O que o IMC realmente revela sobre a saúde e quando é hora de agir
I.A
O que o IMC realmente revela sobre a saúde e quando é hora de agir

Entre tantas siglas da área da saúde, uma delas costuma causar dúvidas recorrentes nos consultórios: o IMC, Índice de Massa Corpórea. A fórmula que relaciona peso e altura parece simples, mas seus resultados ajudam a orientar condutas médicas importantes do ajuste no estilo de vida até indicações de tratamentos clínicos ou cirúrgicos.

Para esclarecer o que realmente está por trás desses números, o especialista em obesidade e doenças metabólicas do Instituto de Medicina Sallet, Dr. José Afonso Sallet detalha os diferentes perfis de IMC e como cada faixa influencia o cuidado adequado.

Muito além da balança: o que o excesso de peso revela hoje

O especialista destaca que o aumento da obesidade é multifatorial, mas o estilo de vida atual exerce forte influência.

“Com a tecnologia avançando e a rotina cada vez mais sedentária, cresce o número de pessoas com sobrepeso. Claro que fatores genéticos interferem, mas hábitos alimentares e comportamentais têm papel decisivo no cenário de obesidade que observamos atualmente”, explica Sallet. 
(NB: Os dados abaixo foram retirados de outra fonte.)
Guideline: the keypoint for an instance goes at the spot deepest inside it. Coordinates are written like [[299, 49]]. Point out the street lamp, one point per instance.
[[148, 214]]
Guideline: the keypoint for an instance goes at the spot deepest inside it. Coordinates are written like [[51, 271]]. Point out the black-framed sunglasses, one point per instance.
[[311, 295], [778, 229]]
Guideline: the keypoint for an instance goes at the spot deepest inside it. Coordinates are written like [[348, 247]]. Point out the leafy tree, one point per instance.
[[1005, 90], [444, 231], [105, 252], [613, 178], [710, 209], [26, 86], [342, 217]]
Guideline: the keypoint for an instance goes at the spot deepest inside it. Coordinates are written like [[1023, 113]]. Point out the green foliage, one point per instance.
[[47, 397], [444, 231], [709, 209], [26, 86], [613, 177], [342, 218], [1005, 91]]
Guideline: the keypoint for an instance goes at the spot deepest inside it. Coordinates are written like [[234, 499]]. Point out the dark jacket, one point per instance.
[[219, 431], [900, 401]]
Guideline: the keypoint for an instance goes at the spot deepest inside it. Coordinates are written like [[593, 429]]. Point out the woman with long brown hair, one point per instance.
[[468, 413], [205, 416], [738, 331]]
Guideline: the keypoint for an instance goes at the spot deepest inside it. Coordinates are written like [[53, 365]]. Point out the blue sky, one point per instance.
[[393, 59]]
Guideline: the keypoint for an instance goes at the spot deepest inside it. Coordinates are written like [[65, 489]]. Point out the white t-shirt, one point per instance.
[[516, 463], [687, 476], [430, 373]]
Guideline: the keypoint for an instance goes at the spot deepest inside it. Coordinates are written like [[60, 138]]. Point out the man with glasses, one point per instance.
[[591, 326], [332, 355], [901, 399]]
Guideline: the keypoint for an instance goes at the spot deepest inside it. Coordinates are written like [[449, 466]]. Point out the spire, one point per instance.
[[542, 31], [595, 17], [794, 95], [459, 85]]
Segundo a Organização Mundial da Saúde (OMS), a obesidade corresponde ao acúmulo excessivo de gordura corporal e está associada a doenças como hipertensão, diabetes, apneia do sono, problemas articulares, cálculos na vesícula e até alguns tipos de câncer.

IMC: como interpretar os números

A classificação tradicional auxilia no primeiro diagnóstico:

  • Abaixo de 18,5 — abaixo do peso
  • 18,5 a 24,9 — peso considerado normal
  • 25 a 29,9 — sobrepeso
  • 30 ou mais — obesidade


A partir daí, o olhar clínico faz toda a diferença.

Exemplos práticos de conduta médica

IMC 28 — Sobrepeso - Nesse caso, ainda não se trata de obesidade grau 1. A conduta mais indicada inclui:

  • mudanças comportamentais estruturadas;
  • acompanhamento nutricional;
  • prática regular de atividade física ao menos três vezes por semana.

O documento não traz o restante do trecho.